Labour needs a message and to stick to it

February 23, 2021 by Alastair J R Ball in Starmer, Political narratives

Usually watching England play in a major football tournament is a depressing affair, which is why I was pleasantly surprised at how well the team did in the 2018 World Cup. I’m not a football expert, but it seemed like new manager Gareth Southgate had got the team to function better as a single unit. The ball was skillfully passed and players were on point to receive it. 

When it all fell apart in the semi-final against Croatia, the formerly well-functioning team had turned into what I called “Shit England”, as it seemed they were just hoofing the ball up the pitch and hoping for the best.

This is how I feel about Labour right now. Like England, a change in manager seemed to deliver some good results initially. Keir Starmer introduced himself to the country and received a positive reception from people who don’t follow politics closely. The polls were moving in the right direction and Starmer had avoided the initial landmine of being accused of playing politics during the outbreak of a deadly disease.

Seeing what sticks

Recently the slick performance has given way to an undisciplined fumble. Like Shit England, Labour are throwing out anything and seeing what sticks. This reminds me of some of Ed Miliband’s cringe-worthy mistakes, such as constantly trotting out new era-defining buzzwords - One Nation, predistribution - only for it to be forgotten a week later in the desperate search to find something to make the Labour Party popular.

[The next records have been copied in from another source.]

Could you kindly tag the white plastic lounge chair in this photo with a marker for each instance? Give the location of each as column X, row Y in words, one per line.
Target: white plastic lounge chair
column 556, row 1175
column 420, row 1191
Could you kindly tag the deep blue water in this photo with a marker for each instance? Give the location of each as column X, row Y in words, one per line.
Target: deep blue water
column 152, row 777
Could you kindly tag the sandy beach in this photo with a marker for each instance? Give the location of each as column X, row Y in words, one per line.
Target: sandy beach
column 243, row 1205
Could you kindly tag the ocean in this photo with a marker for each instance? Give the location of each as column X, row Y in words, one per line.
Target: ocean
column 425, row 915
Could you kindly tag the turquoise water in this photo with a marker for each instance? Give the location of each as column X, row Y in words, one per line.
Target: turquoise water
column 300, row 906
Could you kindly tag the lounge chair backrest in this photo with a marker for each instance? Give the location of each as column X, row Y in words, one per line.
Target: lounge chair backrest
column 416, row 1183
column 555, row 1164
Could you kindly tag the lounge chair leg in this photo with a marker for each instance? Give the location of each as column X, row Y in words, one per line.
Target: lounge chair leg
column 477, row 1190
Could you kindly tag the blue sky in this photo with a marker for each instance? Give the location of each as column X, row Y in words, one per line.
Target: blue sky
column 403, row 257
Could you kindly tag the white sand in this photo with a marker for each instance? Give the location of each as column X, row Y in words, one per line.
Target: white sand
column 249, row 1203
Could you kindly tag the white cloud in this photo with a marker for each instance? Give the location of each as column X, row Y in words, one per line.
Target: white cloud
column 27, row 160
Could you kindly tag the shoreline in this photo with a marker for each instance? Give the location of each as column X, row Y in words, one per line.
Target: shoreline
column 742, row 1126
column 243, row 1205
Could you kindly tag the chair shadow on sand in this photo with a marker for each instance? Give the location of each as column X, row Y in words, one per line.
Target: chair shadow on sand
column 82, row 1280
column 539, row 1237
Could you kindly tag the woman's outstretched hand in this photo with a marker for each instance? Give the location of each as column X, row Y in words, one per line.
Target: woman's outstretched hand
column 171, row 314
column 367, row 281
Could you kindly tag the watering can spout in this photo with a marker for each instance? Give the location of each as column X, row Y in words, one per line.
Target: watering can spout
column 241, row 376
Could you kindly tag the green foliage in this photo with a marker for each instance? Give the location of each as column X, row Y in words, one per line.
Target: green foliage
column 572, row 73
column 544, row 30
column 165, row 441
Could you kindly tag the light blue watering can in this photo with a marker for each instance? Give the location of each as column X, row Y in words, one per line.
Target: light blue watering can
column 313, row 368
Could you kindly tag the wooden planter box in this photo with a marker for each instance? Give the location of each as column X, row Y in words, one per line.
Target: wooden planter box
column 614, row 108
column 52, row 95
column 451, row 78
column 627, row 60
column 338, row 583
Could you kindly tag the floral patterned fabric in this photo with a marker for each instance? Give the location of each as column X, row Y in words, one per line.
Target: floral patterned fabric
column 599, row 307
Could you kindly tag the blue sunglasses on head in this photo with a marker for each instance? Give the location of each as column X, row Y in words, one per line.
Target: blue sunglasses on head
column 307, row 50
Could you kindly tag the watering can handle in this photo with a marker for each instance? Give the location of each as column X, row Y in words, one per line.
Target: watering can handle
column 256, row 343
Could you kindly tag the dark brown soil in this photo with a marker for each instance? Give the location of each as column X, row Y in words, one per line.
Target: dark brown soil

The latest example of this is the idea that Labour should be more pro-business. This annoys me more than the last idea, seemingly thrown out at random, that Labour should be more patriotic. Making Labour look more patriotic is about how the party is presented to the voters, not about policy. Patriotism can equally accompany neoliberal or radical economic policies. If Labour wants to appear more pro-business, this will require specific pro-business policies.

Politics for the wealthy

Britain doesn’t need another pro-business party, when we have the Tories (the party of the wealthy) the Lib Dems (the party of the wealthy with a bit of a conscience), UKIP (the party of the people who think that Britain is both a company and an Empire and should be run according to the worst aspects of both) and the SNP (who will turn Scotland into a low tax, low regulation, tax haven to lure away business from England).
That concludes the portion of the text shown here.